Il Dr. med. Andreas Studer del Centro Universitario di Medicina Geriatrica dell’Ospedale Felix Platter di Basilea ha parlato all’Aggiornamento di Zurigo sui due temi della demenza e della depressione. Cosa offre l’attuale terapia farmacologica per la demenza? Quanto spesso le persone anziane sono depresse e quali sono i sintomi a cui prestare attenzione?
Il primo argomento è stato la terapia farmacologica della demenza (Fig. 1), che, secondo il Dr. med. Andreas Studer del Centro Universitario di Medicina Geriatrica dell’Ospedale Felix Platter di Basilea, è ancora puramente sintomatica.
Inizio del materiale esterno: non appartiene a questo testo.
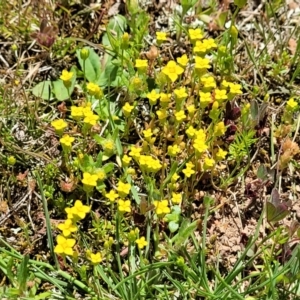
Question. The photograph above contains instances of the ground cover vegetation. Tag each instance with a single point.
(149, 150)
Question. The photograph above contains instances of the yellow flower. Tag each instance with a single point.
(78, 210)
(67, 140)
(123, 189)
(235, 89)
(221, 154)
(165, 99)
(200, 48)
(176, 198)
(91, 120)
(188, 172)
(199, 145)
(94, 258)
(153, 96)
(124, 205)
(94, 90)
(66, 76)
(191, 132)
(219, 129)
(127, 109)
(195, 34)
(205, 99)
(161, 114)
(147, 133)
(67, 227)
(141, 64)
(201, 63)
(180, 116)
(220, 95)
(76, 112)
(180, 94)
(291, 104)
(161, 207)
(209, 44)
(161, 36)
(183, 60)
(208, 82)
(135, 152)
(141, 242)
(172, 70)
(126, 160)
(59, 124)
(111, 196)
(208, 163)
(101, 174)
(89, 179)
(64, 246)
(173, 150)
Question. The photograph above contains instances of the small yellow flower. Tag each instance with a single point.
(219, 129)
(78, 210)
(173, 150)
(205, 99)
(101, 174)
(147, 133)
(201, 63)
(172, 70)
(161, 207)
(191, 131)
(208, 82)
(188, 172)
(141, 242)
(124, 205)
(64, 246)
(66, 76)
(161, 36)
(200, 48)
(183, 60)
(208, 163)
(59, 124)
(67, 227)
(153, 96)
(94, 258)
(291, 105)
(141, 63)
(111, 196)
(161, 114)
(220, 95)
(76, 112)
(11, 160)
(135, 152)
(127, 109)
(180, 94)
(221, 154)
(94, 90)
(180, 116)
(91, 120)
(123, 189)
(67, 140)
(176, 198)
(126, 160)
(235, 89)
(195, 34)
(89, 179)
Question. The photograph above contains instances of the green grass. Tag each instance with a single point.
(79, 148)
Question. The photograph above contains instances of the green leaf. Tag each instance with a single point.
(23, 274)
(43, 90)
(173, 226)
(240, 3)
(91, 66)
(60, 91)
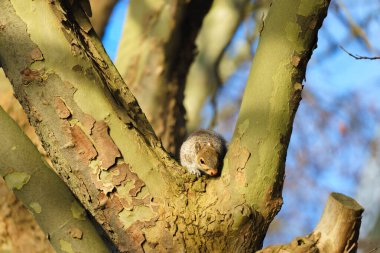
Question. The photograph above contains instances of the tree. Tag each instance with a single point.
(105, 150)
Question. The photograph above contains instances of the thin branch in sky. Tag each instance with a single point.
(358, 57)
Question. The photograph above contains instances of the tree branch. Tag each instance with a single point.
(358, 57)
(101, 11)
(337, 231)
(43, 193)
(155, 53)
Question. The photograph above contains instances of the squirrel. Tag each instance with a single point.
(203, 152)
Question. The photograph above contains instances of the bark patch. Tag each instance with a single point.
(61, 108)
(83, 145)
(108, 151)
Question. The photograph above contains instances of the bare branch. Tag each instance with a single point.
(358, 57)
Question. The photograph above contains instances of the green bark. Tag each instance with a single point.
(101, 145)
(44, 194)
(155, 52)
(217, 31)
(271, 99)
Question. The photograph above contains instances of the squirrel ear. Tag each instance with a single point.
(197, 147)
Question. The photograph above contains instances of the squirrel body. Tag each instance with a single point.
(203, 151)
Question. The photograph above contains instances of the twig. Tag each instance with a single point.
(373, 250)
(358, 57)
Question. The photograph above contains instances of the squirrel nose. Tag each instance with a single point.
(213, 172)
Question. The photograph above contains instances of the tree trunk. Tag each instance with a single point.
(101, 144)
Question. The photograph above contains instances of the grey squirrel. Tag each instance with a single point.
(203, 151)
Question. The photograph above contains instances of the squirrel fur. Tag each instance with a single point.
(203, 152)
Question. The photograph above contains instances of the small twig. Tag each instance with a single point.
(358, 57)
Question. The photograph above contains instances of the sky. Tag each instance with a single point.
(332, 76)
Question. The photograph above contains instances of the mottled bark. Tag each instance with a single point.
(101, 11)
(102, 146)
(155, 53)
(336, 232)
(43, 193)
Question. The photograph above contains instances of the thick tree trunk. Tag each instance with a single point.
(43, 193)
(102, 146)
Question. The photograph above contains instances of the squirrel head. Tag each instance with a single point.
(207, 158)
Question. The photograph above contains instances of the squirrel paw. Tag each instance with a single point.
(194, 171)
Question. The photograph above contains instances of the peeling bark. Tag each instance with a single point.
(100, 143)
(43, 193)
(336, 232)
Il deterioramento della condizione può essere ritardato, ma una modifica, un arresto o addirittura una cura non sono attualmente in vista. “Inoltre, dimostra che il paziente con demenza ripaga in seguito ciò che guadagna con i farmaci. In altre parole: Verso la fine, la condizione si deteriora improvvisamente in modo molto rapido e il paziente vive all’incirca la stessa durata del paziente non trattato. L’unica cosa che possiamo aspettarci dalla terapia attuale è, nel migliore dei casi, un miglioramento temporaneo”, ha spiegato il relatore.
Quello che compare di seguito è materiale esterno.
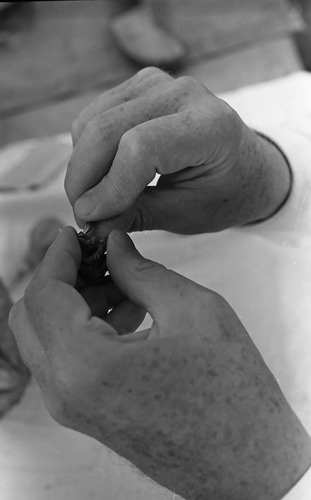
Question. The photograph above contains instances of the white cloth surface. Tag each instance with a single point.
(264, 271)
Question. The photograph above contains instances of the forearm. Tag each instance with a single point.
(187, 433)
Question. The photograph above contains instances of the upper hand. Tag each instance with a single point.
(189, 401)
(213, 168)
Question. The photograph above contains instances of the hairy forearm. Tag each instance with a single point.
(197, 435)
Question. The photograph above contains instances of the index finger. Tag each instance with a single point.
(62, 260)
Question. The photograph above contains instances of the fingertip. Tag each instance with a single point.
(120, 240)
(84, 207)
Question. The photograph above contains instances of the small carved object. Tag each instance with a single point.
(93, 265)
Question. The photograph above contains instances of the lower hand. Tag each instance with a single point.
(189, 401)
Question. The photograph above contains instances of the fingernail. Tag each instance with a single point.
(84, 206)
(122, 240)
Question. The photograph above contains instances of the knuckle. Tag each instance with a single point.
(150, 268)
(134, 142)
(57, 409)
(148, 72)
(76, 129)
(226, 112)
(91, 128)
(187, 84)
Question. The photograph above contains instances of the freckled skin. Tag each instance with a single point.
(164, 405)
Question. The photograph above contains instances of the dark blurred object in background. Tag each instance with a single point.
(303, 39)
(14, 19)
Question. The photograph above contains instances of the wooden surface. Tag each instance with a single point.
(66, 54)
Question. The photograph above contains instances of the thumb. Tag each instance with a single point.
(161, 292)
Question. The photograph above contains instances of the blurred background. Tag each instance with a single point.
(55, 57)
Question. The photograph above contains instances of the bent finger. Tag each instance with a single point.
(164, 145)
(142, 82)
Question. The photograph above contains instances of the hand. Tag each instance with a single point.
(214, 171)
(189, 401)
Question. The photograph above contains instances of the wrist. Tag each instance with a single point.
(270, 177)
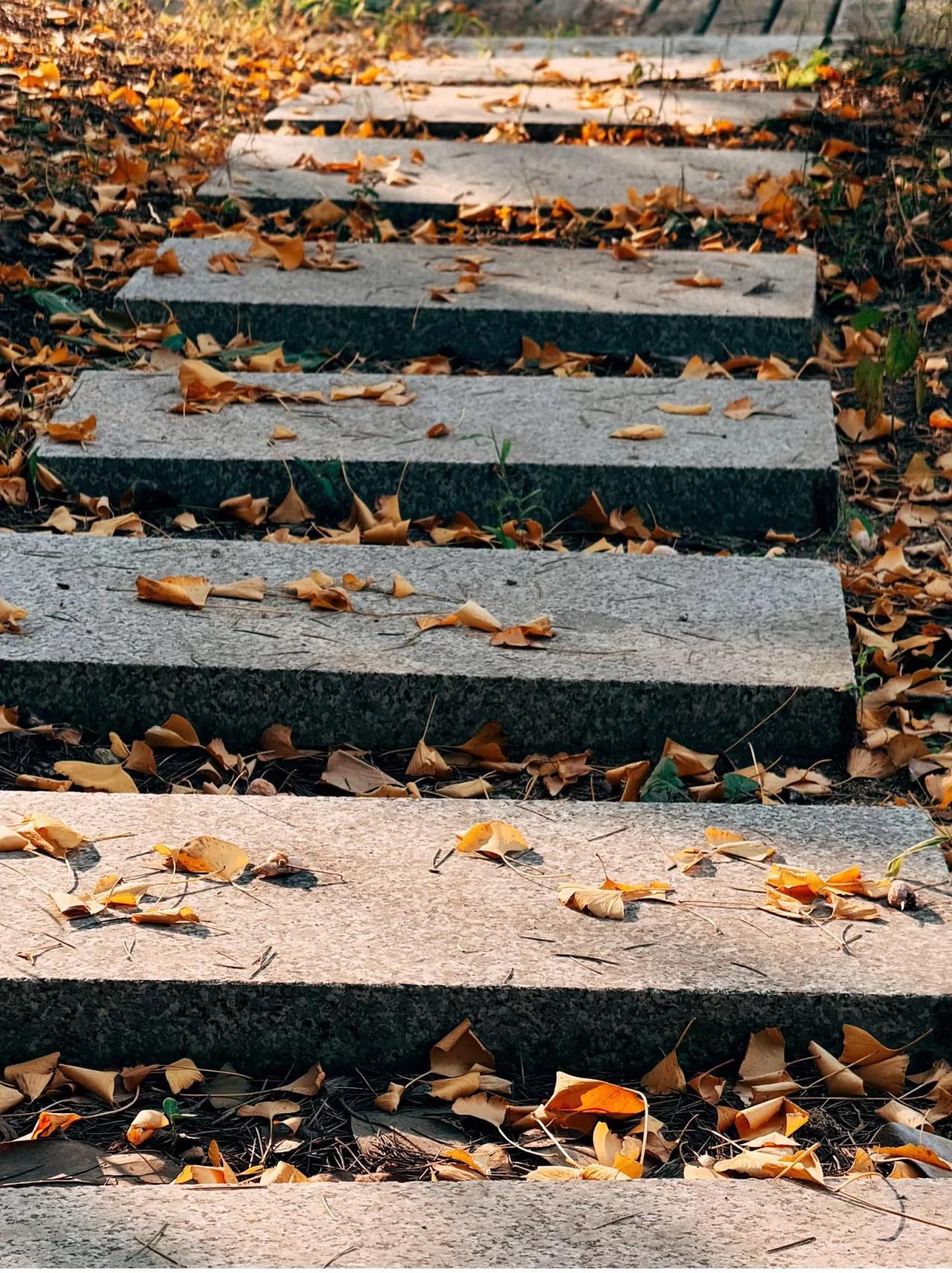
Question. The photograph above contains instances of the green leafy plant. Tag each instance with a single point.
(873, 377)
(792, 74)
(663, 784)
Un approccio farmacologico alla demenza di Alzheimer consiste nell’aumentare la disponibilità di acetilcolina nelle sinapsi. Gli inibitori della colinesterasi (ChE) disponibili in Svizzera sono donepezil (Aricept®), rivastigmina (Exelon®) e galantamina (Reminyl®). La rivastigmina ha un’emivita breve, ma l’effetto è molto più lungo di quanto l’emivita suggerisca. La nuova applicazione transdermica tramite cerotto è particolarmente utile. Secondo il Dr. Studer, è facile da usare e molto meglio tollerato rispetto alle altre forme di dosaggio (capsula, soluzione). La galantamina viene ora offerta solo nella forma cosiddetta “a rilascio prolungato”. La titolazione non è del tutto semplice, ma nemmeno troppo complicata. In linea di principio, tutti e tre sono approssimativamente equivalenti in termini di efficacia, quindi la decisione viene solitamente presa sulla base della galenica.
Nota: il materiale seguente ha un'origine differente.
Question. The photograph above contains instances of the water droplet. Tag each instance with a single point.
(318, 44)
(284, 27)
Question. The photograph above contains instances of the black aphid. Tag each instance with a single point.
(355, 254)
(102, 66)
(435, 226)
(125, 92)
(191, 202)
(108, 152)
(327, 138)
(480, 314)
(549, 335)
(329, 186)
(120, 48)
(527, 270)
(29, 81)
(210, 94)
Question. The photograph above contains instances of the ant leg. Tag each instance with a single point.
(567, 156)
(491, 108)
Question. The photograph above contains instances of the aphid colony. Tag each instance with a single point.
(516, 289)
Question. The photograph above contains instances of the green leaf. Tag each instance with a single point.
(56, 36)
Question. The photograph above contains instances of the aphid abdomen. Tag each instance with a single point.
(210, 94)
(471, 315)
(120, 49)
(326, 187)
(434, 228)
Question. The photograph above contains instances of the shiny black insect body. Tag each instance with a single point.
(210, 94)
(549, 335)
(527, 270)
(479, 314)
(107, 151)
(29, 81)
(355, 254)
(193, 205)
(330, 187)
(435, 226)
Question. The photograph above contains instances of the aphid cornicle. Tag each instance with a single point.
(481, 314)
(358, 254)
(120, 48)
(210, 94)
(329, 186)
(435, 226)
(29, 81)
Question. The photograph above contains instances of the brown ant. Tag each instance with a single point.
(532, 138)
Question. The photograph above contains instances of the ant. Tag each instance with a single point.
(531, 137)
Effetto degli inibitori della ChE e della memantina
Gli inibitori della ChE possono, per un certo periodo di tempo, ritardare la disfunzione della cognizione, delle attività di vita quotidiana (strumentali), dell’impressione clinica generale e, in una certa misura, dei sintomi neuropsichiatrici. Sono indicati per la demenza da lieve a moderata di tipo Alzheimer (“Mini Mental State Examination” MMSE: 30-10). L’indicazione della rivastigmina (Exelon®) comprende non solo la malattia di Alzheimer, ma anche la malattia di Parkinson e la demenza a corpi di Lewy (linea guida S3). Secondo la stessa linea guida, è probabile che gli inibitori della ChE funzionino nelle demenze miste (la forma più comune di demenza nelle persone >80 anni). Queste includono, ad esempio, forme miste di Alzheimer e demenza vascolare. Probabilmente sono efficaci anche nella demenza vascolare pura, ma meno che nel tipo di Alzheimer. Tuttavia, non mostrano alcun effetto contro le demenze frontotemporali o alcoliche o contro la sindrome di Korsakow.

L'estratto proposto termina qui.